Gimmestad: Construction is a ‘pretty dang good profession'

Journal Construction Editor


Sometimes it's who you know that sets your career path. For Curt Gimmestad, it turned out to be who he married.

Gimmestad wed the youngest sister of Dan Absher, whose family has owned Absher Construction in Puyallup since 1940.

“It's funny how some doors open,” Gimmestad said about the day 26 years ago when Dan Absher asked him to join Absher Construction. At the time, Gimmestad was working in sales management for Rudd Co., a maker of surface coatings. He joined Absher as a project engineer, then became a project manager, a division director and now is an operations director.

“I feel very lucky to be in this industry,” he said. “It means a lot to me.”

Gimmestad can add president of the Associated General Contractors of Washington to his list of career accomplishments.

His top goal as 2020 president is to continue promoting construction as a career opportunity.

“It's not just a job, it's a pretty dang good profession,” he said, pointing out that many in the industry have six-figure incomes.

Gimmestad is also big on education, serving as an instructor and executive committee board member on the AGC Education Foundation. He also is working with the AGC to expand the Core Plus program into the construction industry. Core Plus is a two-year written curriculum for high school industrial arts teachers.

Then he's getting behind a local AGC program that's about to go national: the Culture of Care initiative. This program was started nearly two years ago by AGC of Washington Executive Vice President David D'Hondt and his team to promote workplace diversity. It's being adopted by the AGC of America.

Another priority for Gimmestad this year is to make sure the construction industry is being treated fairly. He said there is a bill in the Legislature that would require contractors to list every subcontractor on public projects, as a way to stop bid shopping. The challenge, he said, is there are hundreds of bids from subcontractors on big projects, some coming minutes before a bid opening. The proposed law would leave little time to vet nuances in bids, he said.

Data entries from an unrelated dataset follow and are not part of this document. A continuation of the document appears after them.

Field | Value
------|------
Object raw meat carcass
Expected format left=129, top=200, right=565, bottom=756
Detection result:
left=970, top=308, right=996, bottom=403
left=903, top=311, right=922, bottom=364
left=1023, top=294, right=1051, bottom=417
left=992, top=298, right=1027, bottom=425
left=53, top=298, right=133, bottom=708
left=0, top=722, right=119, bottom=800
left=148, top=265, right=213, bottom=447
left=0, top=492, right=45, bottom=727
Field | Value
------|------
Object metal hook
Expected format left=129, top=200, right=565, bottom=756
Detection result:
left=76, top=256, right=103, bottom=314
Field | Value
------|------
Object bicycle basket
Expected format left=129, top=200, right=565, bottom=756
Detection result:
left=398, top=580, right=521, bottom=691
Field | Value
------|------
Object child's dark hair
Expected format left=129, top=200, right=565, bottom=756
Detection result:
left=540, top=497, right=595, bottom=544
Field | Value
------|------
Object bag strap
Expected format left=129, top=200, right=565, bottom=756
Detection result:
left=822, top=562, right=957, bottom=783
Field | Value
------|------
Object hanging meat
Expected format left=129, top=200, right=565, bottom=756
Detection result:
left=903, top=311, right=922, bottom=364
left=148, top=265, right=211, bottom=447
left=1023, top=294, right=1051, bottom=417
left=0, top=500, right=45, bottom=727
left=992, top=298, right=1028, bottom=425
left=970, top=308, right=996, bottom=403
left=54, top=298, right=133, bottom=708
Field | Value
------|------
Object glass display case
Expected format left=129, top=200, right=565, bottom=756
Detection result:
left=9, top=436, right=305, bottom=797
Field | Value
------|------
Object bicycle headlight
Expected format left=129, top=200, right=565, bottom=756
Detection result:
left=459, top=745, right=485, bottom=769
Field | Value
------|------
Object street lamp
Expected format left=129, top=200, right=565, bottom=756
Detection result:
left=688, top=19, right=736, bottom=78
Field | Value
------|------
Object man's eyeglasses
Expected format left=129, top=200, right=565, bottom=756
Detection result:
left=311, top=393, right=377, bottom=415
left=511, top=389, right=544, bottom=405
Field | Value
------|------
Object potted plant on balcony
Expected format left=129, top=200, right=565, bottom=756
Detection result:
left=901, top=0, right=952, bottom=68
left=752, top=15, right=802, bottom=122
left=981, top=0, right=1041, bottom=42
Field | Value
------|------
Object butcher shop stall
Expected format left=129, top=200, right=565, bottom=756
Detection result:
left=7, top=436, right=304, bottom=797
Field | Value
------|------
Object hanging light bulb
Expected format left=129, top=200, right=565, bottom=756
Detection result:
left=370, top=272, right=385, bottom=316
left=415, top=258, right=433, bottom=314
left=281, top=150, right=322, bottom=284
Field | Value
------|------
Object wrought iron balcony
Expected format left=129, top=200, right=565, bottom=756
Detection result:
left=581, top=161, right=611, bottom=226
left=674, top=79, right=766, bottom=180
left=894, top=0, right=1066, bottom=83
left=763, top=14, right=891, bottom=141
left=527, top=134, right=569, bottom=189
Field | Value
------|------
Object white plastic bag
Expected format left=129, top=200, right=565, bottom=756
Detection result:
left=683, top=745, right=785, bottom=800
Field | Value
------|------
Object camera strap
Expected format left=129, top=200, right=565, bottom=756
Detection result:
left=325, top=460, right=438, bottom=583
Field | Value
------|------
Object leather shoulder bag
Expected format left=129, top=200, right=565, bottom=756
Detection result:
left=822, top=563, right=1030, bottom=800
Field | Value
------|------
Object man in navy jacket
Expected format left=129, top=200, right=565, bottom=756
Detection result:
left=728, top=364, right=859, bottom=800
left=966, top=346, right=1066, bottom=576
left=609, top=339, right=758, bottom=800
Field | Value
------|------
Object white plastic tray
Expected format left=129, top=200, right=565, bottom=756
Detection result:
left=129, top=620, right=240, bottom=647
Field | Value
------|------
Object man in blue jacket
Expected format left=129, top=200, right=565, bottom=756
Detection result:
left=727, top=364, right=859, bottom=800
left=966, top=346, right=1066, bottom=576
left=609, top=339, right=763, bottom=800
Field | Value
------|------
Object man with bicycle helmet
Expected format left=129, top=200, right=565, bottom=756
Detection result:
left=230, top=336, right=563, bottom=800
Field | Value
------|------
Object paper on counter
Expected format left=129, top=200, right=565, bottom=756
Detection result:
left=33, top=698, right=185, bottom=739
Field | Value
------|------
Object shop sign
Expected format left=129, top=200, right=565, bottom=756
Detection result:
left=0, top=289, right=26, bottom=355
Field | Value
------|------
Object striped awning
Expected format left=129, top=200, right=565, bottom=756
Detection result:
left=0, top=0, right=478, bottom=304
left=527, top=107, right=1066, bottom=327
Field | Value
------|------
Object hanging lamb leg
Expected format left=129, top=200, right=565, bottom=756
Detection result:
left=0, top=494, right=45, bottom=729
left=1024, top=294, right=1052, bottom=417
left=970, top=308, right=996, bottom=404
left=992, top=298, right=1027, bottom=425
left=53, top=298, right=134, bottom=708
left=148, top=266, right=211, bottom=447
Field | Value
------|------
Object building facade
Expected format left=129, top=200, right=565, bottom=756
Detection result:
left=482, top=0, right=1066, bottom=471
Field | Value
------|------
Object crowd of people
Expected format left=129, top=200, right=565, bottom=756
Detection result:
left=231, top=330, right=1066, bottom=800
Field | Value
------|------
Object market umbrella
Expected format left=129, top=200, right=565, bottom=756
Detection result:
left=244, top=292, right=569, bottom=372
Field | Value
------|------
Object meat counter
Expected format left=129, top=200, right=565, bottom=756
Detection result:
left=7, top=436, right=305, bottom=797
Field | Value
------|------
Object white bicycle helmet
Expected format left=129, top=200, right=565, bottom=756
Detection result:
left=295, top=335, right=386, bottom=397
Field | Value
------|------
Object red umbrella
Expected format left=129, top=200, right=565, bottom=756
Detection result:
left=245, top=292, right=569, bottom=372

Gimmestad also wants to make sure members are getting value from the association at all levels: local, regional and national. As an example, the AGC is pushing for transportation funding on the national level.

Gimmestad said the construction industry is facing some challenges other than the elephant-in-the-room worker shortage. One is modular construction and its effectiveness and impact on labor. Another is robotics on the jobsite.

Local construction activity will continue to be strong this year but may retract somewhat in 2021, according to Gimmestad. Slowing in the private sector could be offset by gains in public work, as there are a lot of school bonds out now, he added.

Gimmestad said the long-term outlook for local construction is optimistic, as more people are expected to move into the area over the next 20 to 30 years.

Over the years at Absher Construction, Gimmestad has helped build many projects. He said his favorite projects are those that benefit the community, such as schools and recreation centers.

“When you walk into a brand new or renovated school you see a difference, it's pretty special,” he said.

One of those community projects that stood out was a skilled nursing facility in Walla Walla for the U.S. Department of Veterans Affairs. Gimmestad said veterans were shedding tears during the opening ceremony.

Gimmestad spends his spare time outdoors, where he likes to fly fish, hunt and golf. He said he could have been a cowboy. “I could easily work on a farm,” he said.